The Philosophy of Linear Algebra (2021)

  • > While nowadays most people learn linear algebra through the perspective of vectors and transformations, the matrix and determinant are much older than the ideas of vectors in a multi-dimensional space.

    Determinants, yes. Matrices, no. Matrices were originally invented by Arthur Cayley as a formalism for describing linear transformations.

    Mathematicians making historical claims ought to cite their sources. Mathematicians should also define what their terms mean, otherwise it's not clear what they're saying.

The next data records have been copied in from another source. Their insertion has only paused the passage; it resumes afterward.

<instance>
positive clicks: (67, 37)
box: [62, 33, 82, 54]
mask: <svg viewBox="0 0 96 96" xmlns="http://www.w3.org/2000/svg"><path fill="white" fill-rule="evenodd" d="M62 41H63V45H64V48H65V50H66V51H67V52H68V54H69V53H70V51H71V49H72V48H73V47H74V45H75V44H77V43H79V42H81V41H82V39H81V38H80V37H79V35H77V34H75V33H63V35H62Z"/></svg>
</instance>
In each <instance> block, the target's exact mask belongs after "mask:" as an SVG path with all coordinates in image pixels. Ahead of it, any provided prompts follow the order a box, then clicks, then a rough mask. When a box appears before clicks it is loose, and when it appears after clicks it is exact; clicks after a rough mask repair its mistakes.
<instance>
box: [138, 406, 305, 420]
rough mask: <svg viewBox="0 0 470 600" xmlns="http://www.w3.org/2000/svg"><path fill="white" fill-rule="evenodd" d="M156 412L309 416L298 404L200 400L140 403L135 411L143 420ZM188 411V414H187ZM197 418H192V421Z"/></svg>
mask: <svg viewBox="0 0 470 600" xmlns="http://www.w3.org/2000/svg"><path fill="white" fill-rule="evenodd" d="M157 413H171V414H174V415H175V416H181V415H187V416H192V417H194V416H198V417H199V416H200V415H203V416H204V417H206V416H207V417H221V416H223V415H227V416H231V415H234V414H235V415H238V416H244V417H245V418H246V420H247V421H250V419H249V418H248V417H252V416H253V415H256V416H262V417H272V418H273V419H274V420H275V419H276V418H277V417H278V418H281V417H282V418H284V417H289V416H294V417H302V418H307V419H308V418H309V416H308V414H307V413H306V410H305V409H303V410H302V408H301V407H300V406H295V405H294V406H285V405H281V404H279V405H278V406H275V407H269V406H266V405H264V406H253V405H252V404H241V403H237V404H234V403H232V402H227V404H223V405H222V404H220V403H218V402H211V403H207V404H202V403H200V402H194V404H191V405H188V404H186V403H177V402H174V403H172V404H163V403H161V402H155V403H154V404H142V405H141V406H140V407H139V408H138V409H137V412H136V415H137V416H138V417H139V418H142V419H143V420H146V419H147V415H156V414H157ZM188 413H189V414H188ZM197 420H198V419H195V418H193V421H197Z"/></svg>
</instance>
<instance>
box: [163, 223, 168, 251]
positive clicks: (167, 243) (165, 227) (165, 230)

I'm defining matrices as a certain number system which supports operations called "plus" and "times" (for the pedants, a preadditive category).

    [edit]

    Secondary sources: If we look here [1], matrices were invented in parallel by Sylvester and Cayley. Cayley invented the notion of a linear transformation first (1845), and in parallel Sylvester developed a notion of "matrix" to study determinants (1850), and then Cayley finally combined the two ideas to form the modern matrix algebra (1858). Therefore the claim that matrices are older than their modern perspective in terms of vectors and transformations isn't true.

    [1] - https://www.quora.com/Why-and-who-invented-matrices

  • I agree with prior comments about the article (not great). But I love LA, and will indulge a bit.

    For me, the most amusing feature of LA is how quickly results and tools escalate from trivial and obvious to surprising and hard. LA is often introduced as slick notation to express systems of linear equations. Gaussian elimination and matrix inverses (when they exist) are natural evolutions of this, but not what I consider surprising.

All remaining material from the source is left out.